Being able to put fresh concrete where you want it when you want it, abruptly changing the length or direction of flow, is often critical in concrete pumping operations. Today, changes in flow need not be done entirely by brute strength. Good job planning and the use of modern equipment accessories can make concrete pumping operations as streamlined as those of a well-run factory. Two examples of good planning are the systematic layout of pipelines with frequent valving and the use of placing booms. These methods were used on a big job: construction of a nuclear power plant at Clinton, Illinois. The 950-megawatt plant had a large materials list, including 300,600 cubic yards of concrete, 3,175,000 square feet of forms and 4,330,000 pounds of embedded metal.

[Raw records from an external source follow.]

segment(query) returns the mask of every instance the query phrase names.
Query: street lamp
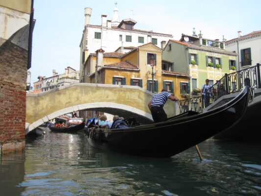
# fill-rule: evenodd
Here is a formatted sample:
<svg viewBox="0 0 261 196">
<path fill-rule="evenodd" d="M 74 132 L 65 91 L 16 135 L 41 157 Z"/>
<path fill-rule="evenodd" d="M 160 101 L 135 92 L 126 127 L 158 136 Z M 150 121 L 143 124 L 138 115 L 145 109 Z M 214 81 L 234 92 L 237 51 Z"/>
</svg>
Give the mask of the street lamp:
<svg viewBox="0 0 261 196">
<path fill-rule="evenodd" d="M 149 63 L 152 68 L 152 72 L 151 72 L 151 76 L 152 77 L 152 93 L 154 93 L 154 73 L 153 72 L 153 67 L 155 66 L 156 59 L 154 56 L 151 56 L 149 58 Z"/>
</svg>

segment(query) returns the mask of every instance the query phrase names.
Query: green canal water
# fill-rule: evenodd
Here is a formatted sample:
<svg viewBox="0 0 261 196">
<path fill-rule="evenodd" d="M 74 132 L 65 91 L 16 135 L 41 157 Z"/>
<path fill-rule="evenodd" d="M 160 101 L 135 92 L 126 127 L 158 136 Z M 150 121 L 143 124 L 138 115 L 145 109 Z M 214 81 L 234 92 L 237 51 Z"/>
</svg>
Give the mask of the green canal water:
<svg viewBox="0 0 261 196">
<path fill-rule="evenodd" d="M 134 143 L 133 145 L 135 145 Z M 170 158 L 108 152 L 82 132 L 26 138 L 0 160 L 0 196 L 261 196 L 261 144 L 200 144 Z"/>
</svg>

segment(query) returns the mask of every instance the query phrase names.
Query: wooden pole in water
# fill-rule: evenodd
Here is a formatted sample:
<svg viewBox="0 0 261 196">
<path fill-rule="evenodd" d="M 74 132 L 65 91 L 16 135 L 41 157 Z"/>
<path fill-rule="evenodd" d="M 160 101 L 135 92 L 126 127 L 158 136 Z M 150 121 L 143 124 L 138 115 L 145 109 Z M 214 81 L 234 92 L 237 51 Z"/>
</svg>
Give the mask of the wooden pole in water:
<svg viewBox="0 0 261 196">
<path fill-rule="evenodd" d="M 178 102 L 178 104 L 179 105 L 179 109 L 180 109 L 180 112 L 181 113 L 183 113 L 183 110 L 182 109 L 182 108 L 181 107 L 181 106 L 180 105 L 180 104 L 179 103 L 179 101 L 177 101 Z M 198 154 L 198 156 L 199 157 L 199 159 L 200 159 L 200 162 L 202 161 L 203 160 L 203 158 L 202 157 L 202 156 L 201 156 L 201 153 L 200 153 L 200 151 L 199 151 L 199 148 L 198 148 L 198 147 L 197 145 L 196 145 L 195 146 L 196 147 L 196 149 L 197 150 L 197 153 Z"/>
</svg>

These materials were used in construction of a 0.65-acre concrete slab varying from 9.67 to 14.67 feet in thickness, a containment building with walls 3 feet thick, 130 feet in diameter and 213 feet high, a concrete reactor vessel wall and other structures. In planning this job, the prime contractor realized that pumping would be the best way to place the huge volumes of concrete needed.
USE OF PLACING BOOMS
Early in the job planners concluded that separate placing booms fed by concrete pumps located outside the work areas would be ideal for placing concrete in columns and slabs of buildings other than the containment building, especially those with large area placements. This method would cost less than conveyor or crane boom and bucket. Piping could be laid from a pump to a placing boom without obstructing other work. Also, a placing boom only takes two men, one at the tower control and one handling the discharge hose. Two placing booms and three boom pedestals were used on the Clinton job. While two booms were working the third pedestal could be relocated to the site of the next placement.